Les jeunes diplômés les plus demandés sur le marché du travail

Les jeunes diplômés les plus demandés sur le marché du travail

Selon l’Agence pour l’emploi des cadres (l’Apec), les jeunes diplômés profitent de la dynamique d’un marché de l’emploi favorable aux cadres. En 2018, les entreprises prévoyaient d’embaucher entre 47 500 et 53 000 cadres débutants (une embauche de cadre sur cinq) soit une augmentation de 13%. Parmi les fonctions les plus demandées, on trouve la vente, l’informatique et le digital ainsi que le conseil et les études. Certains secteurs sont aussi plus ouverts aux jeunes diplômés comme l’informatique et les télécoms (30 % des recrutements sont dédiés aux débutants), l’ingénierie et la R&D (24 %), les activités juridiques et comptables, le conseil et la gestion des entreprises (23 %). En revanche les volumes de recrutement sont beaucoup plus faibles dans la distribution généraliste, la communication et les médias ou encore les travaux de construction spécialisés.

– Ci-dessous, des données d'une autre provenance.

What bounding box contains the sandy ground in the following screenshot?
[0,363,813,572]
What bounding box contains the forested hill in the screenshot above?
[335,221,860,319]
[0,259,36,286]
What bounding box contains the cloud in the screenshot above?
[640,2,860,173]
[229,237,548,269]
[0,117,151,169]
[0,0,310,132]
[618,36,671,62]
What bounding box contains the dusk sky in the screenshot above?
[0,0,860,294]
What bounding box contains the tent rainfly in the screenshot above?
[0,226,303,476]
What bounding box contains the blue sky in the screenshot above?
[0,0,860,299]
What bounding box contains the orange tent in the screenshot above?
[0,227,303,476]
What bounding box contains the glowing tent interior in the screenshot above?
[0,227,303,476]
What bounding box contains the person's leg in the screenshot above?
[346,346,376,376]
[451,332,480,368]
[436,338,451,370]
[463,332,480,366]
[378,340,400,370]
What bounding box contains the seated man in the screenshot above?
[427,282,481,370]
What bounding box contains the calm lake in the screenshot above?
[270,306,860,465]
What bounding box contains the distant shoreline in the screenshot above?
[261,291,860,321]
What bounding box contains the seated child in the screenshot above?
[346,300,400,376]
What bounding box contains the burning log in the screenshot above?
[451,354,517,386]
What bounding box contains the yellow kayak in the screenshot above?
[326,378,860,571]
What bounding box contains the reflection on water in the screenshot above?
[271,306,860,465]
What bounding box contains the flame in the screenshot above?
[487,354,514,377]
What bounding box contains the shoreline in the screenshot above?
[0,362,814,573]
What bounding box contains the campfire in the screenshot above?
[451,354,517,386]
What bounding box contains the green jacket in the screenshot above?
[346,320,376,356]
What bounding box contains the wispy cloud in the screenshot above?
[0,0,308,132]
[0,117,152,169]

Les profils BAC + 5 très recherchés

La situation du marché se révèle surtout avantageuse pour les étudiants en master (bac+5). C’est ce que démontre le baromètre 2018 de l'Insertion des jeunes diplômés publié par l’APEC. EN 2017, 43 000 jeunes diplômés ont été recrutés et bonne nouvelle, 85% des bac +5 ont trouvé un emploi un an après l’obtention de leur diplôme avec un salaire brut médian de 30 k€. 74% des sondés estiment que l’emploi correspond à leur niveau de qualification. Parmi ces nouveaux actifs, 62% décrochent un CDI contre 31% de CDD. Ceux qui réussissent la meilleure insertion professionnelle sont issus des disciplines de formation suivantes : STS (sciences, technologie, santé), SHS (Sciences humaines et sociales), DEG (droit, économie, gestion) et LLA (lettres, langues, arts). Ils travaillent majoritairement dans les services (58%), l’industrie (23%) et le commerce et la distribution (15%). Ils occupent des fonctions dans le commercial-marketing (18%), la gestion-finance-administration  (18%) et les études-R&D (13%).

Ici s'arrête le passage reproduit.